After graduate school, a position as a scientific writer for the University of Arizona soon led her into feature writing for journals and newspapers. Her articles have appeared in dozens of newspapers and magazines in North America and abroad.

From 1985 through 1987, Kingsolver was a freelance journalist by day, but she was writing fiction by night. She began to write The Bean Trees, a novel about a young woman who leaves rural Kentucky and finds herself living in urban Tucson. This novel was enthusiastically received by critics.

"A novel can educate to some extent," she once said. "But first, a novel has to entertain--that's the contract with the reader: you give me ten hours and I'll give you a reason to turn every page. I have a commitment to accessiblity. I believe in plot. I want English professors to understand the symbolism while at the same time I want the people I grew up with--who may not often read anything but the Sears catalogue--to read my books."

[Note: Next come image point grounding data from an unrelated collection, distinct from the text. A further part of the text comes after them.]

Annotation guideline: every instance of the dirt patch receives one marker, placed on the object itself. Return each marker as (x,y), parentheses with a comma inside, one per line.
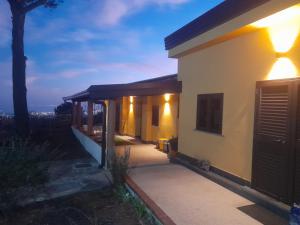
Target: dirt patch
(93,208)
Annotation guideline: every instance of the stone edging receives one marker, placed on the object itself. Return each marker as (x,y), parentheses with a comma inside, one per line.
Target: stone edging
(155,209)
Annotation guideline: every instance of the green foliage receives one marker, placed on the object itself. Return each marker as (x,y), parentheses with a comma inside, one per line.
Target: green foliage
(119,166)
(20,168)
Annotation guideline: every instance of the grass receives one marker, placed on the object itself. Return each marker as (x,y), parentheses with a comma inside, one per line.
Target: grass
(93,208)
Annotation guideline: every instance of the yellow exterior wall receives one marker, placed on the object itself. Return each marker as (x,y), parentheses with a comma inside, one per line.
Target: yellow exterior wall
(232,68)
(138,121)
(234,27)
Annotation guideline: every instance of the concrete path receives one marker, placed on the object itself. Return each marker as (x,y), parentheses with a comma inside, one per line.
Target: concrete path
(69,177)
(191,199)
(145,154)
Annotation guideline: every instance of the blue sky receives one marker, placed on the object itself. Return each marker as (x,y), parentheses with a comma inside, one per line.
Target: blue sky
(85,42)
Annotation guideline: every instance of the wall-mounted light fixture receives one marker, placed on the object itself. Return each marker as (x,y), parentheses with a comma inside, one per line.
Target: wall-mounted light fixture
(167,109)
(130,104)
(283,28)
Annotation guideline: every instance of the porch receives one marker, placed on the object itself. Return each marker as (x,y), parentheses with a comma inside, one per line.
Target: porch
(146,110)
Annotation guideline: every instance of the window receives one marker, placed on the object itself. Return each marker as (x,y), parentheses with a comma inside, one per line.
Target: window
(210,112)
(155,115)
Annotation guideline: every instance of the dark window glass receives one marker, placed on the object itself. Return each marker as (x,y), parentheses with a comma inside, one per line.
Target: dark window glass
(155,115)
(210,112)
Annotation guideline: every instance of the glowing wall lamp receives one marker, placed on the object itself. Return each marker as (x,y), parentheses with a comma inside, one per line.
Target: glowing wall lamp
(167,109)
(130,104)
(283,28)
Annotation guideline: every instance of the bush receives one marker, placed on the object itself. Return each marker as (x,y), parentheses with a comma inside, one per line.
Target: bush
(20,170)
(119,166)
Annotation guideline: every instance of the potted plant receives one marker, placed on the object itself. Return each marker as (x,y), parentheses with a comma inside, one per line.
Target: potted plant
(173,147)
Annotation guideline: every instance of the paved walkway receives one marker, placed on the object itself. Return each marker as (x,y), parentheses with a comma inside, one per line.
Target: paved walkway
(145,155)
(191,199)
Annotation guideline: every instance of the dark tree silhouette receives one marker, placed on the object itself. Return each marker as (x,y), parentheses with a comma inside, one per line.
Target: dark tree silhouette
(19,9)
(64,108)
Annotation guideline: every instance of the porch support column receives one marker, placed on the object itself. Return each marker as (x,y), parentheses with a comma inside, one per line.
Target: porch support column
(90,118)
(74,114)
(78,114)
(110,134)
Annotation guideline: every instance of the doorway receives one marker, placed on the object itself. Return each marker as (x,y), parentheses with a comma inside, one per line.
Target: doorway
(276,141)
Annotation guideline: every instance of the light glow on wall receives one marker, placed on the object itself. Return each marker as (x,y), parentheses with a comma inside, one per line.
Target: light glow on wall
(167,109)
(167,97)
(130,108)
(131,99)
(130,104)
(283,68)
(283,28)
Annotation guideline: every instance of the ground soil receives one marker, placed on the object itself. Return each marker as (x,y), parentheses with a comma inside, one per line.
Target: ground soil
(93,208)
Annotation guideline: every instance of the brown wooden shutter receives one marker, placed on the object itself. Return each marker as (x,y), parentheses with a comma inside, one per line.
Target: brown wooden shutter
(297,154)
(273,112)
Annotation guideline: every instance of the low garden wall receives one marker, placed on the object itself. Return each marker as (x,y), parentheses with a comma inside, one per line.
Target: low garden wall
(89,145)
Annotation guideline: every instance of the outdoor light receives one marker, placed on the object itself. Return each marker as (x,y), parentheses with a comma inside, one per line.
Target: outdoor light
(131,104)
(167,109)
(283,28)
(167,97)
(131,99)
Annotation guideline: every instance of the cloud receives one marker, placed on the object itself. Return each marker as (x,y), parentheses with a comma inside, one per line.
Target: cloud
(111,12)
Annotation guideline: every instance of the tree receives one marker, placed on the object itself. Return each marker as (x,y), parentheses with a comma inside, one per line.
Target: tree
(19,9)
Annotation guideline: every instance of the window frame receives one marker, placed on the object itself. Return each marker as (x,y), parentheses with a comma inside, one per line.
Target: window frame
(208,120)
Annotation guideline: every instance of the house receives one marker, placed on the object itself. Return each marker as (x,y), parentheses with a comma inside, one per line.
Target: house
(147,110)
(239,65)
(234,102)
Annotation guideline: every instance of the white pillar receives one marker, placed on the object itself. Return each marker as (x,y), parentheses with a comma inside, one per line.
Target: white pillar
(110,130)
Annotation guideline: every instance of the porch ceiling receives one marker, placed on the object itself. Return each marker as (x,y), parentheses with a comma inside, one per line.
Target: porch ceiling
(156,86)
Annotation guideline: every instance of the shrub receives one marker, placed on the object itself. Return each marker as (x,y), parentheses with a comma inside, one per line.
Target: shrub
(20,170)
(119,166)
(64,108)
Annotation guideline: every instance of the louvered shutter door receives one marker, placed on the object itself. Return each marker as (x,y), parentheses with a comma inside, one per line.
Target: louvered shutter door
(297,154)
(270,147)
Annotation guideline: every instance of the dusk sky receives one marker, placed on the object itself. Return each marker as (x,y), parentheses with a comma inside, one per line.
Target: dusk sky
(86,42)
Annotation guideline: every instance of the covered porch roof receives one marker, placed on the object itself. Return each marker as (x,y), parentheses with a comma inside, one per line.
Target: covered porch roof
(155,86)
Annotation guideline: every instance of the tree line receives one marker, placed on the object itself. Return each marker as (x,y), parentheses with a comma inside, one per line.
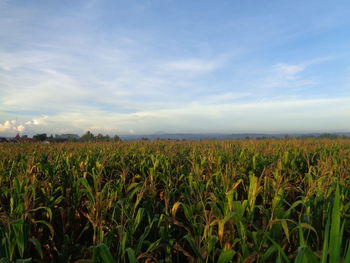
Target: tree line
(88,136)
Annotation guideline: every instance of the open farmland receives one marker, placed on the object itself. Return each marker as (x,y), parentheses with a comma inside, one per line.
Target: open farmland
(166,201)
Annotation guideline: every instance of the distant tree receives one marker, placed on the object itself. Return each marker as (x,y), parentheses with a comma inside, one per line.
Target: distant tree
(88,136)
(40,137)
(116,138)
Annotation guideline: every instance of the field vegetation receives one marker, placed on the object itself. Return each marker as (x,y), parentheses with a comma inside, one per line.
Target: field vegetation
(165,201)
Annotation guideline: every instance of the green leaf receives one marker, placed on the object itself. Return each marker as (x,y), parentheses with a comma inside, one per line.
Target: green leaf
(334,241)
(226,256)
(194,248)
(102,251)
(131,255)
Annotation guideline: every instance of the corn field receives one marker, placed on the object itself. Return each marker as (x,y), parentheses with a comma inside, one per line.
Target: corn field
(166,201)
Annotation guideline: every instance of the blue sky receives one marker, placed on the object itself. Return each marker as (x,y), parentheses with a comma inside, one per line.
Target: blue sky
(121,67)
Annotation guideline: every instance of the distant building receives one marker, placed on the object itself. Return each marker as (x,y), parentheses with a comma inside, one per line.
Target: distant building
(67,136)
(18,138)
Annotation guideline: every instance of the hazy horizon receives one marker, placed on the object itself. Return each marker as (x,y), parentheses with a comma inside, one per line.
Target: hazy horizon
(138,67)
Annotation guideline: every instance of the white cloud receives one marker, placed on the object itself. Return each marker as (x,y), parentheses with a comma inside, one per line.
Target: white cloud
(11,126)
(191,65)
(289,71)
(37,121)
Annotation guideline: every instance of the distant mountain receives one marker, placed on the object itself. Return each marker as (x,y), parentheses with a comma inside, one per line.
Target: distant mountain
(221,136)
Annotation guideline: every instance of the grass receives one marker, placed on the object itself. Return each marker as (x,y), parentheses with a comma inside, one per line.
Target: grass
(165,201)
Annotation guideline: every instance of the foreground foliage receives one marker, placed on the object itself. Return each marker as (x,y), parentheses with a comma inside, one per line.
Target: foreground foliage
(210,201)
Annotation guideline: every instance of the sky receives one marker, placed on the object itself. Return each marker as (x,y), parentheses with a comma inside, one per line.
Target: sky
(174,66)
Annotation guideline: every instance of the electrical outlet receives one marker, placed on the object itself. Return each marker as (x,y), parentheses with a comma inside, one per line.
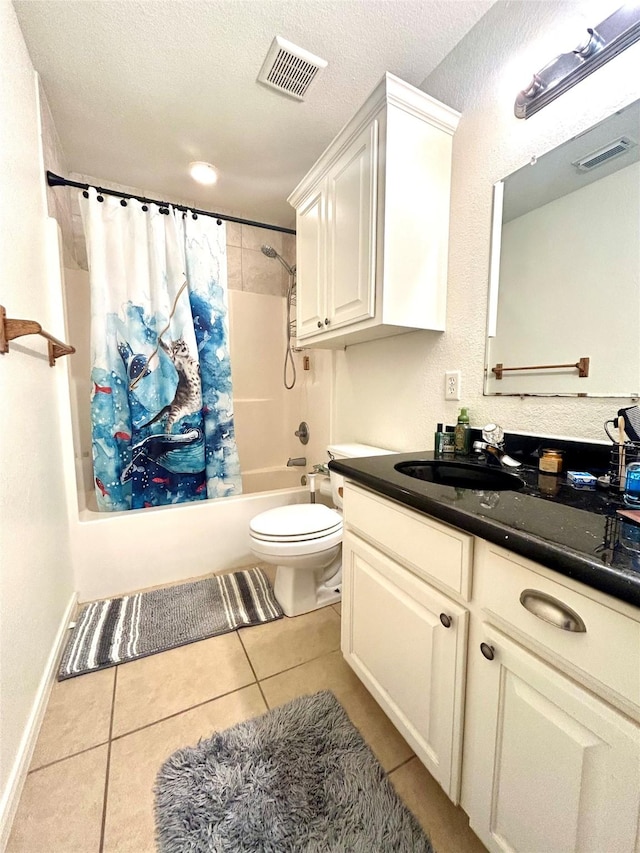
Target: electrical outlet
(452,385)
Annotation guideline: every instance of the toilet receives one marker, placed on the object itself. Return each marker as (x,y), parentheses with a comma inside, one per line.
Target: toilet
(304,541)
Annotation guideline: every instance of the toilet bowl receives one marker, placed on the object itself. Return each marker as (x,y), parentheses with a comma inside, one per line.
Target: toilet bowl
(304,542)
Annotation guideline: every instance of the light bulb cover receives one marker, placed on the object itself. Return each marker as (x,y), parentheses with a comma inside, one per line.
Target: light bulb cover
(203,173)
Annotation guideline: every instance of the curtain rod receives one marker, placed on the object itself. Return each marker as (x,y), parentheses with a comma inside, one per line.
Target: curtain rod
(57,181)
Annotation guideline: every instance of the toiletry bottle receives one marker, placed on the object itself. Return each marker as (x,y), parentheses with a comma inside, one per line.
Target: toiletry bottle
(462,438)
(632,485)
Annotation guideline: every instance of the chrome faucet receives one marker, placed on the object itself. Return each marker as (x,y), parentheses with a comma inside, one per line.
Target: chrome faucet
(297,462)
(493,445)
(497,452)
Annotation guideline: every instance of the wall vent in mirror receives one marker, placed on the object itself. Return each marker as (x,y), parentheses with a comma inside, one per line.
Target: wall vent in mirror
(565,278)
(599,44)
(603,155)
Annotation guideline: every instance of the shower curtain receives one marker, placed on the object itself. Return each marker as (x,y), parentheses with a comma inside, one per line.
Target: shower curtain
(162,404)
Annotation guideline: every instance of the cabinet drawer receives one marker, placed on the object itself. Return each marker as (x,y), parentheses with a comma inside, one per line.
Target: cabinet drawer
(606,652)
(432,550)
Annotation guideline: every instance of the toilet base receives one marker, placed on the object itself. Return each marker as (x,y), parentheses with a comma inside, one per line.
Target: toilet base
(302,590)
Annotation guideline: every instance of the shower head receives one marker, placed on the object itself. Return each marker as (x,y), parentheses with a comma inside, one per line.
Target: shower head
(270,252)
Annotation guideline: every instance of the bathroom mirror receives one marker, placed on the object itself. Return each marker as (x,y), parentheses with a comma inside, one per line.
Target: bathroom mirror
(564,290)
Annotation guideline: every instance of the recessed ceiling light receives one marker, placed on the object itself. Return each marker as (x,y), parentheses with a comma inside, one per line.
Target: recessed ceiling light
(203,173)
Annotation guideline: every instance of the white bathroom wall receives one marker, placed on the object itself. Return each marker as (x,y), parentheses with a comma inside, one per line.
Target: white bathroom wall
(36,583)
(391,392)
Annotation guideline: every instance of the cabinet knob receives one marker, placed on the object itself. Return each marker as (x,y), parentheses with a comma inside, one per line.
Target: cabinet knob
(487,651)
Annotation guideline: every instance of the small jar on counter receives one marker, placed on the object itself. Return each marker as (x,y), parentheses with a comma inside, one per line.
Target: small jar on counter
(550,461)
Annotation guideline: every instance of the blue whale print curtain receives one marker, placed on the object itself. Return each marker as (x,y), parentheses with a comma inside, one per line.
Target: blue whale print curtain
(162,402)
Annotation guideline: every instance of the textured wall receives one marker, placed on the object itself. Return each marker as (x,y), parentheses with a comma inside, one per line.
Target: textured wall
(35,576)
(391,392)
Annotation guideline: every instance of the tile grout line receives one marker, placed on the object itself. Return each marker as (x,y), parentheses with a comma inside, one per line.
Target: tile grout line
(302,663)
(108,768)
(182,711)
(246,653)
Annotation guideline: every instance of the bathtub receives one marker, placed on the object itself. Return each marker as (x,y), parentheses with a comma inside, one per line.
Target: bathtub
(118,552)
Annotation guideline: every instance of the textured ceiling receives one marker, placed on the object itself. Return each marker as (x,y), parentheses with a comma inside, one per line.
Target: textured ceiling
(140,89)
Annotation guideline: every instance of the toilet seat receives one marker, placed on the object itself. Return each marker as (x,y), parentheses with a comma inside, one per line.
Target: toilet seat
(296,523)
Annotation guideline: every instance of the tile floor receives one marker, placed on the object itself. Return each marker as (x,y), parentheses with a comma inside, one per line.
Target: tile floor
(105,735)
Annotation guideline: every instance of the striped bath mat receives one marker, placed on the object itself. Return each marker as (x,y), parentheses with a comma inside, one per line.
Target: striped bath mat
(117,630)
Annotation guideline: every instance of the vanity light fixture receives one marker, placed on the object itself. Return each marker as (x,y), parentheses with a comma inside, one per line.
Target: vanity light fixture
(203,173)
(600,44)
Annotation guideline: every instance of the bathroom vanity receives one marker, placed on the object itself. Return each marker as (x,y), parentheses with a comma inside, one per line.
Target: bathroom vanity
(500,632)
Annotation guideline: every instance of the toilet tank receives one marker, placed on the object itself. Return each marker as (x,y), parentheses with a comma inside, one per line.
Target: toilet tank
(349,451)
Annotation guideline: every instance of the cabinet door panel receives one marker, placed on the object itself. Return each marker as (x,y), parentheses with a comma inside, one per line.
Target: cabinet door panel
(311,305)
(558,769)
(351,220)
(413,665)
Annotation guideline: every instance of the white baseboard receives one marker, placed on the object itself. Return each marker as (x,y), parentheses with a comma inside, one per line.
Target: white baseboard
(15,783)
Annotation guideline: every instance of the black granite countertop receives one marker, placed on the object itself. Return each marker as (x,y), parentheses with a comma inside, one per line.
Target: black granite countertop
(575,532)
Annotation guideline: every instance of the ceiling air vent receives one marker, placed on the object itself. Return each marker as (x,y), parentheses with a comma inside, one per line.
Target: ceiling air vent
(290,69)
(603,155)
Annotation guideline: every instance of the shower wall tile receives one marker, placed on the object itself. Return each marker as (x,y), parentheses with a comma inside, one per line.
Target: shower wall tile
(257,345)
(234,267)
(261,274)
(254,237)
(259,427)
(289,248)
(234,234)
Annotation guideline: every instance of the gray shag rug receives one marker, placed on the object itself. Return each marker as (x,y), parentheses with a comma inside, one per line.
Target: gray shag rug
(298,778)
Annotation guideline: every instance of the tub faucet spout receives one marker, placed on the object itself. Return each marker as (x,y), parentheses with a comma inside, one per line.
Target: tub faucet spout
(297,462)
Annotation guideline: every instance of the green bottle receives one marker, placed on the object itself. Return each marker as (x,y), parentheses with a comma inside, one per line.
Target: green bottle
(462,439)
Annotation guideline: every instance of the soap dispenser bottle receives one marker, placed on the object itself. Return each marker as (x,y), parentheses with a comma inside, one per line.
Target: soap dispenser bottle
(462,440)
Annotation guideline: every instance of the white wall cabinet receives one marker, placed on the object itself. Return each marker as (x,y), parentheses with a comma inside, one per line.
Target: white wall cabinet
(373,221)
(550,759)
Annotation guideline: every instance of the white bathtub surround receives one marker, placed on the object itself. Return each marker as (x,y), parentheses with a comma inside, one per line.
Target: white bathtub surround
(117,552)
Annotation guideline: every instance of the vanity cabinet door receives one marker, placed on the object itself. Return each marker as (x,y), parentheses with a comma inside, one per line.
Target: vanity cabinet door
(549,767)
(407,641)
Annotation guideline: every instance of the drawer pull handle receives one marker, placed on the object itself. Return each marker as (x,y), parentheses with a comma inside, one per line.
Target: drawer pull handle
(550,610)
(487,650)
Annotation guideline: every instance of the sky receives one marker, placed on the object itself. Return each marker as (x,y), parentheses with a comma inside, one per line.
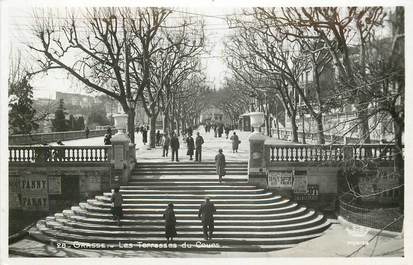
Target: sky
(45,86)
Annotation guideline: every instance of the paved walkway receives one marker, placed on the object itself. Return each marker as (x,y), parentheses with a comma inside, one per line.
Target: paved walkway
(210,147)
(337,242)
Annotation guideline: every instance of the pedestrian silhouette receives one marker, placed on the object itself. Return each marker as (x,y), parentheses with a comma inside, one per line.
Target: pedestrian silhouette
(170,222)
(190,145)
(199,141)
(220,164)
(174,147)
(117,201)
(206,214)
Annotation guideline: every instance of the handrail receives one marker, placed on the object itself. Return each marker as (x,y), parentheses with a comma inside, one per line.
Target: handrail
(53,154)
(39,138)
(330,152)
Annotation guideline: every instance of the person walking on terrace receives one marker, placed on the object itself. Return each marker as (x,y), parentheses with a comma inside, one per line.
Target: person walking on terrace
(87,132)
(235,142)
(174,147)
(144,136)
(206,214)
(170,223)
(117,202)
(220,164)
(165,144)
(199,141)
(158,138)
(227,129)
(191,146)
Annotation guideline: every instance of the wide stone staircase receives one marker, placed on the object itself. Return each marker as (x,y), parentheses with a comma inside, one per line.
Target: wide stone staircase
(247,218)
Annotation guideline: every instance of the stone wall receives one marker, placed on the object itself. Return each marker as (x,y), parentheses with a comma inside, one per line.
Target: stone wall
(53,188)
(315,187)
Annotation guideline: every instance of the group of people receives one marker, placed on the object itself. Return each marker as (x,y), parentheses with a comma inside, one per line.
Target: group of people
(192,145)
(205,213)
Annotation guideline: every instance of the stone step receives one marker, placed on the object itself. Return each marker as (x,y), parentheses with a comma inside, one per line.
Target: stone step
(288,237)
(200,197)
(187,227)
(54,237)
(176,198)
(261,224)
(189,164)
(146,181)
(195,186)
(105,231)
(151,190)
(95,212)
(106,208)
(187,167)
(247,218)
(194,204)
(186,208)
(191,172)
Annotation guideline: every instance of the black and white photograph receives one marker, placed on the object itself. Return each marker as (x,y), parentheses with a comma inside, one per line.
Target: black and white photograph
(204,131)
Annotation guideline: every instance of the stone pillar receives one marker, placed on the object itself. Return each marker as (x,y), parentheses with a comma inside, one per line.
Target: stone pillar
(257,172)
(121,157)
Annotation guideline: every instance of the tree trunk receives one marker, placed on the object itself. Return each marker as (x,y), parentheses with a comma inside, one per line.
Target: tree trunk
(131,125)
(363,121)
(152,141)
(294,128)
(165,126)
(303,128)
(320,129)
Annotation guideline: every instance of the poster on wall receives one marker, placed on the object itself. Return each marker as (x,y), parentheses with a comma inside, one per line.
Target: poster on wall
(34,202)
(90,183)
(300,182)
(33,185)
(280,179)
(55,185)
(312,194)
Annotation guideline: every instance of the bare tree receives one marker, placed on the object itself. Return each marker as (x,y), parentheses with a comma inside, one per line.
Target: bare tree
(94,45)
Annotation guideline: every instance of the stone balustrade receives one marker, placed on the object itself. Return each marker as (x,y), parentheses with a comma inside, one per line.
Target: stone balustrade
(330,152)
(313,136)
(59,154)
(39,138)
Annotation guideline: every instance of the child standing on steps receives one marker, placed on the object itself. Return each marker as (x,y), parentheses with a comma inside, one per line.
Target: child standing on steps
(117,201)
(170,223)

Barbara Kingsolver lives with her husband and their two daughters in Tuscon, Arizona, and has a second home on a farm in southern Appalachia.

"I don't ever write about real people", she said. "That would be stealing, first of all. And second of all, art is supposed to be better than that. If you want a slice of life, look out the window. An artist has to look out that window, isolate one or two suggestive things, and embroider them together with poetry and fabrication, to create a revelation. If we can't, as artists, improve on real life, we should put down our pencils and go bake bread."

Some of her best known works are: The Bean Trees, Animal Dreams, The Poisonwood Bible and Prodigal Summer.